The logical solution would be to use a bridge in Orbot, but the button seems to have been removed. Also, by using Orbot, I will not be protected by my DNS.
I am currently using iOS, but my other machines run Linux and I will be getting a GrapheneOS phone in the near future.
AFAIK the IPs used by VPN providers are getting flagged and blocked by certain sites in an attempt to force you off of the VPN so they can suck up your data. I'm sure there are other reasons too.
VPN failing to connect. Stealth mode didn't work, as described above. I'm in the UK.
Another user provided a working solution:
@hellfire103 I bet it's the DAITA on your Mullvad, choose MultiHop instead with Wireguard, quantum resist. and obfuscation . Then use a Linux set from boot SOCKS5 as you desire. I hope it helps.
However, alternative solutions would be appreciated.
Other than DAITA, Quantum resistance may also be a problem. From experience, the key exchange needs near-perfect connection, otherwise it keeps failing.
This is further made into a problem by Android's private DNS handling. If it times out for long enough (seems like 10 seconds), then even after Mullvad finally connects, the DNS won't work.
Blocked as in sites reject traffic, or blocked as in can't connect to the VPN?
The former is on the far end and not uncommon. A lot of sites reject connections from known VPN endpoints because the same tunnels that provide privacy to you also provide privacy to attackers quit often. You just need to decide if the site is important enough to use without a cover.
If it's the latter, that would be a near end issue and would likely be your ISP or someone nearby that is looking to control your traffic.
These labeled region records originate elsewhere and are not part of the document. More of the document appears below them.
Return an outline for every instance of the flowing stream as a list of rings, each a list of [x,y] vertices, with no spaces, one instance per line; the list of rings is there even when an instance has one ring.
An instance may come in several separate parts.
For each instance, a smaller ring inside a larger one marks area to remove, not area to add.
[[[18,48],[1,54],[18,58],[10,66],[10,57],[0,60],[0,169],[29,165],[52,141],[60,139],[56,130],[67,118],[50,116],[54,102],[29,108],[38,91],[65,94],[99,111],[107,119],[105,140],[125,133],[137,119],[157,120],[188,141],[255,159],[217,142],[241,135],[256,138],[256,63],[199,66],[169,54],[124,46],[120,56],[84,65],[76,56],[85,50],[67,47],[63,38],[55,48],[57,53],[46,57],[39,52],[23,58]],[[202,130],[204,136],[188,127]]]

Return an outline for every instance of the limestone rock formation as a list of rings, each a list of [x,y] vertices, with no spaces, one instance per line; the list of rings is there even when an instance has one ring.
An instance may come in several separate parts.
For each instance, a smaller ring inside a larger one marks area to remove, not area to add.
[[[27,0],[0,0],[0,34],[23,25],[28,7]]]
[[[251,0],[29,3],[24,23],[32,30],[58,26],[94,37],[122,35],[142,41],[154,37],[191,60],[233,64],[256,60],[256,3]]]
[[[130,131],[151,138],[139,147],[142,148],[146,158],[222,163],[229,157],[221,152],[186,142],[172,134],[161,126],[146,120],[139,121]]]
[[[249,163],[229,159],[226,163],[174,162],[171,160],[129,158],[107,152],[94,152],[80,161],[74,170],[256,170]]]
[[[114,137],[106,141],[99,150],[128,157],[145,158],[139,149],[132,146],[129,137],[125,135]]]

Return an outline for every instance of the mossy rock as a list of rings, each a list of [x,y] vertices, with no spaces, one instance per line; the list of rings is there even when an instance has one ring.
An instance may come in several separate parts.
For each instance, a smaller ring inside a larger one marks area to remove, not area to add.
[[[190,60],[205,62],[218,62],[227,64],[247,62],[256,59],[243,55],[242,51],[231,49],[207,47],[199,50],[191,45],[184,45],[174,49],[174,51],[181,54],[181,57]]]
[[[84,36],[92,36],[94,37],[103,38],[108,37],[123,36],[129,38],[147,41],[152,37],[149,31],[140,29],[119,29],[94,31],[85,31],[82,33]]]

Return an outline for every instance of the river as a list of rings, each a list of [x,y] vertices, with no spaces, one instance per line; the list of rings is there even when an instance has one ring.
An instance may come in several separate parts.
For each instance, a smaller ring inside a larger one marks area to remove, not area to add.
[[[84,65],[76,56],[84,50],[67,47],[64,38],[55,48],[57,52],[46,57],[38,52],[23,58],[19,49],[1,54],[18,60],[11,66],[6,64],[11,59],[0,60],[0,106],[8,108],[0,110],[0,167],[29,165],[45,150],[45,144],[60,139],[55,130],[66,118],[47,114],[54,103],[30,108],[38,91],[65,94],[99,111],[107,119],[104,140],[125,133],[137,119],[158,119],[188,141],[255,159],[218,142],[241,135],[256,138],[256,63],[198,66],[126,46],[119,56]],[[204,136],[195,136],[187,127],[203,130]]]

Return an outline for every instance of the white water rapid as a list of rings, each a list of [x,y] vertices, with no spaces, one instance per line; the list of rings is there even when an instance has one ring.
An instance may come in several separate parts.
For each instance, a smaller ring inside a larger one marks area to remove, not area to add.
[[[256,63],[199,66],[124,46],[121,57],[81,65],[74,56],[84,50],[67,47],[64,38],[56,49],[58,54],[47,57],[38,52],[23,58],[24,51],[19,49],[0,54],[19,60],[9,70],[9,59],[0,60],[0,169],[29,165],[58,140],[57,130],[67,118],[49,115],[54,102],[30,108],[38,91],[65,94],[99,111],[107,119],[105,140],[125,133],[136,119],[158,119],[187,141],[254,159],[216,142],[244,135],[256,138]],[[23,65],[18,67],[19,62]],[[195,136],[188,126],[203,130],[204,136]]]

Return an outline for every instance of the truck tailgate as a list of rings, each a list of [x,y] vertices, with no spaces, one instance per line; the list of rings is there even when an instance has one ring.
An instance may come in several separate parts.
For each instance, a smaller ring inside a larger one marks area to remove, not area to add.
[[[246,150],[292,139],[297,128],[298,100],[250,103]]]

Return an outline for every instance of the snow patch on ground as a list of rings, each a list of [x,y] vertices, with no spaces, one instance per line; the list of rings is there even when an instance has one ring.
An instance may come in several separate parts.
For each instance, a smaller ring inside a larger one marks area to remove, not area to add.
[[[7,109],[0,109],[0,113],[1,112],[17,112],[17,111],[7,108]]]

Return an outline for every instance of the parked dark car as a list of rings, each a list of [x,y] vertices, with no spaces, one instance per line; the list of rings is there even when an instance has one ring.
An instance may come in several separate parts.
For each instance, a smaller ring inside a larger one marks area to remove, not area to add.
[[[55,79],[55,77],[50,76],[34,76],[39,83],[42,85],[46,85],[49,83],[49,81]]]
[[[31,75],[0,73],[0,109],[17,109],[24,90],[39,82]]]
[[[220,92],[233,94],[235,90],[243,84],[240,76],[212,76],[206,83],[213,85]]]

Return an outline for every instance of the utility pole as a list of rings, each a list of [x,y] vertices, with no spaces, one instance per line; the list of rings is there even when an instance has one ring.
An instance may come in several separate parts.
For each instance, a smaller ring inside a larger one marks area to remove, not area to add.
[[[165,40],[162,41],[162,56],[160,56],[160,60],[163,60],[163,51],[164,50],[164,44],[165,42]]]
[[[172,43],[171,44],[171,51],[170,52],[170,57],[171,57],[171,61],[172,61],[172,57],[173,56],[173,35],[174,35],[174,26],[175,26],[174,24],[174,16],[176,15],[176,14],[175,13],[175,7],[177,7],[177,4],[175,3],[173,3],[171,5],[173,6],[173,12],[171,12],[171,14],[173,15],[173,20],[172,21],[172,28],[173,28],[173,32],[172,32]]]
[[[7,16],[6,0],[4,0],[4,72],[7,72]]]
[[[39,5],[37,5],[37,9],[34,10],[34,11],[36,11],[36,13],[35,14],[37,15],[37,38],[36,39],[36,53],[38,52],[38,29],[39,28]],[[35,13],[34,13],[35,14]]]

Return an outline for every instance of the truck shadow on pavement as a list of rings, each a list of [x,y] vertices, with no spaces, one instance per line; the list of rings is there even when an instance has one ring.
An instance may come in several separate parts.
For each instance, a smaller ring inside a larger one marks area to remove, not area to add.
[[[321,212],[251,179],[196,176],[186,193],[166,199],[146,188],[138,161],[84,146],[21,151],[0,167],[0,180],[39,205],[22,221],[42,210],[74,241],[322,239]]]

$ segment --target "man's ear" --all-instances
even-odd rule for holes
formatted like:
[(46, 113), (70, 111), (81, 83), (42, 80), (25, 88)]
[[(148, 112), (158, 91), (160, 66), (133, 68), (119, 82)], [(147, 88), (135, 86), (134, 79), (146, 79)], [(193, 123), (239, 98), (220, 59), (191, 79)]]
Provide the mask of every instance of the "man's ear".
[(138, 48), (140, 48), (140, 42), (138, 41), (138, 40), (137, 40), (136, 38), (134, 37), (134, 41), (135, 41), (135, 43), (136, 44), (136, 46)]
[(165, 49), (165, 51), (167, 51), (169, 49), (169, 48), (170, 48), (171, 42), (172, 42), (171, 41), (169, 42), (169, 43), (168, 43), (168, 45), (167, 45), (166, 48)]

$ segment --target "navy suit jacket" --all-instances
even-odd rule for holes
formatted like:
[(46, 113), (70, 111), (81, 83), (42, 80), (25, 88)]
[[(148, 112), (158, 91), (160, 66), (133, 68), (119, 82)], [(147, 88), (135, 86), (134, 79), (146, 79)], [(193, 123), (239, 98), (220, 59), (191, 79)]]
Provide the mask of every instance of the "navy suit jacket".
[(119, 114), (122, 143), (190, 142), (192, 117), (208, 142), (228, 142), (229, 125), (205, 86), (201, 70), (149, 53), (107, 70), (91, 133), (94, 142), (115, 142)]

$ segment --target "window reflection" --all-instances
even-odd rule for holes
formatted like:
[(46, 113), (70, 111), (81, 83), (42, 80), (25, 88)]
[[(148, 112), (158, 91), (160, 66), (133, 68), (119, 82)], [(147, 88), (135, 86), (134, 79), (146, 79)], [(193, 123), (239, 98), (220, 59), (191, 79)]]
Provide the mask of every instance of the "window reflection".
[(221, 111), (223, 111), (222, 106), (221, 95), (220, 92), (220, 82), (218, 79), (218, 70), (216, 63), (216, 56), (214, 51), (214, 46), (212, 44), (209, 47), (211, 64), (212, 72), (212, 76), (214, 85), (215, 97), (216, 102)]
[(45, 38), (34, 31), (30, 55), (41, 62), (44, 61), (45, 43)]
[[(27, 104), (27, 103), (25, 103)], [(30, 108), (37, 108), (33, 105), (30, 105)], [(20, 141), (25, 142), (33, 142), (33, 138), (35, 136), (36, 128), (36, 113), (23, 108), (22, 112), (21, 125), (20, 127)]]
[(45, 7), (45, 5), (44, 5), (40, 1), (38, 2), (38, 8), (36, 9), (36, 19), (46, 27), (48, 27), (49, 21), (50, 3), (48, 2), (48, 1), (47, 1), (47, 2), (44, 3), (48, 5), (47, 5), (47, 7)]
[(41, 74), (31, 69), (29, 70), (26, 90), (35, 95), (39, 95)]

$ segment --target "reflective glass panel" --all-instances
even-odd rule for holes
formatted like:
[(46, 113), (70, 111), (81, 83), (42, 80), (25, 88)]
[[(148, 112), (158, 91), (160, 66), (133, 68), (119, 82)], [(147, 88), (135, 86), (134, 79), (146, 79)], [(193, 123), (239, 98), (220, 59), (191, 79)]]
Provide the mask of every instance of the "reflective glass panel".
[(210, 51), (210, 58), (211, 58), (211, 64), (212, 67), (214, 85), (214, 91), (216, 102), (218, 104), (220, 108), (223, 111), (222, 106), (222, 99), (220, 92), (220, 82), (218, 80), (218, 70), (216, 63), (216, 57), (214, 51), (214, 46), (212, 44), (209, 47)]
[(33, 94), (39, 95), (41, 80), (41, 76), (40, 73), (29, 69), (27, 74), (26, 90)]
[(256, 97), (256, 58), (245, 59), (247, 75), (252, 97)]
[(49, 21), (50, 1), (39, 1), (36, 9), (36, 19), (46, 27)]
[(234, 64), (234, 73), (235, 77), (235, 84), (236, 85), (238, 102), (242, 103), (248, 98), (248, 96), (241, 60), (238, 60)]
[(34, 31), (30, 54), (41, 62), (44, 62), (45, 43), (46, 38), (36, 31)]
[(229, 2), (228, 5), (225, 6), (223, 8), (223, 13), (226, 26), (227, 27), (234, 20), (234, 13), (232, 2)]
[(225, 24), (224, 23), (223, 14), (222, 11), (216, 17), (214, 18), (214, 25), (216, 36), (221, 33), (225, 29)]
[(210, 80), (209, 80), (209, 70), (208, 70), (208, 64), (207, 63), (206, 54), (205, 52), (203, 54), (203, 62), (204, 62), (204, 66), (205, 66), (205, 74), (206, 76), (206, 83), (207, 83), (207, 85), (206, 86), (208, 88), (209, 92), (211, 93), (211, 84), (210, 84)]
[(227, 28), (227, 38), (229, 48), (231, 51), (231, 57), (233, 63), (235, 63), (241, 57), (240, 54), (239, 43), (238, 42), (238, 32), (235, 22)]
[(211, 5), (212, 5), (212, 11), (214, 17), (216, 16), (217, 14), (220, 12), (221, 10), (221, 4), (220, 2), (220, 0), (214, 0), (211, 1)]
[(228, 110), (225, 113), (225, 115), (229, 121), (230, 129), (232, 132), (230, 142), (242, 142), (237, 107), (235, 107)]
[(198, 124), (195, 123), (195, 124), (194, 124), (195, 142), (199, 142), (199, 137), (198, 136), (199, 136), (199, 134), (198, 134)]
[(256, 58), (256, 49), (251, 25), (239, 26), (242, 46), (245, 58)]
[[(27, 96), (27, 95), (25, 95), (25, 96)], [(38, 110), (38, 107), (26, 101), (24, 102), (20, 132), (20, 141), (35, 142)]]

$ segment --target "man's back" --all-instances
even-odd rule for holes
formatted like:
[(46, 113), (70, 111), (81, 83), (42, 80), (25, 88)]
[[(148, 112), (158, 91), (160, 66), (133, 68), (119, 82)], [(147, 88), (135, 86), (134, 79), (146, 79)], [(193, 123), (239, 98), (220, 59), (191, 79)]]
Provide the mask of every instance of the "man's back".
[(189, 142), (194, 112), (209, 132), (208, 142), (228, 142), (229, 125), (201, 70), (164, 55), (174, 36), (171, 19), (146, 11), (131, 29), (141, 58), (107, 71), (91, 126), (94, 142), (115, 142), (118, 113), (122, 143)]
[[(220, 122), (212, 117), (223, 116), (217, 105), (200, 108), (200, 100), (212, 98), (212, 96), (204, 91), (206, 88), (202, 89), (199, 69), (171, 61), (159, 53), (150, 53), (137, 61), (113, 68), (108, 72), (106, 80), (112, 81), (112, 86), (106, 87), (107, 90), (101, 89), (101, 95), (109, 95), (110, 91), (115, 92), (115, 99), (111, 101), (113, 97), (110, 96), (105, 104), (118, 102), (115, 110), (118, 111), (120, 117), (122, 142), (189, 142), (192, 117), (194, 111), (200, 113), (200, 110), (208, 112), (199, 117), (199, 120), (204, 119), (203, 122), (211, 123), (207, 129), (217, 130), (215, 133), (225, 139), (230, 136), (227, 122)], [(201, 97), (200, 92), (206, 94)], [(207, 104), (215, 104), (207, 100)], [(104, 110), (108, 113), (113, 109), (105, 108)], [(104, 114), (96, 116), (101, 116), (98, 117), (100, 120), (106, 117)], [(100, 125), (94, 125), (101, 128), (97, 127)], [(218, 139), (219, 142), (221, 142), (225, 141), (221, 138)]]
Fortunately, another user provided a working solution:
@hellfire103 I bet it's the DAITA on your Mullvad, choose MultiHop instead with Wireguard, quantum resist. and obfuscation . Then use a Linux set from boot SOCKS5 as you desire. I hope it helps.
However, alternative solutions would be appreciated.
I am looking into obfuscation methods used in China now, like v2ray/VLESS/XRay. Maybe this would be the direction you'd want to go. I'd start with a good comparison article.
Orbot supports bridges, but not all of them. What's worse, the one type they lack is webtunnel, which would've likely helped (although, there's this fork). The option configure 'em was moved into the connection dialog.
Omg same. In my case I use random open servers with xray. Usually servers located in France and Germany are blocked, but servers with Chinese info on them still work (not located in china, just description and title contains Chinese).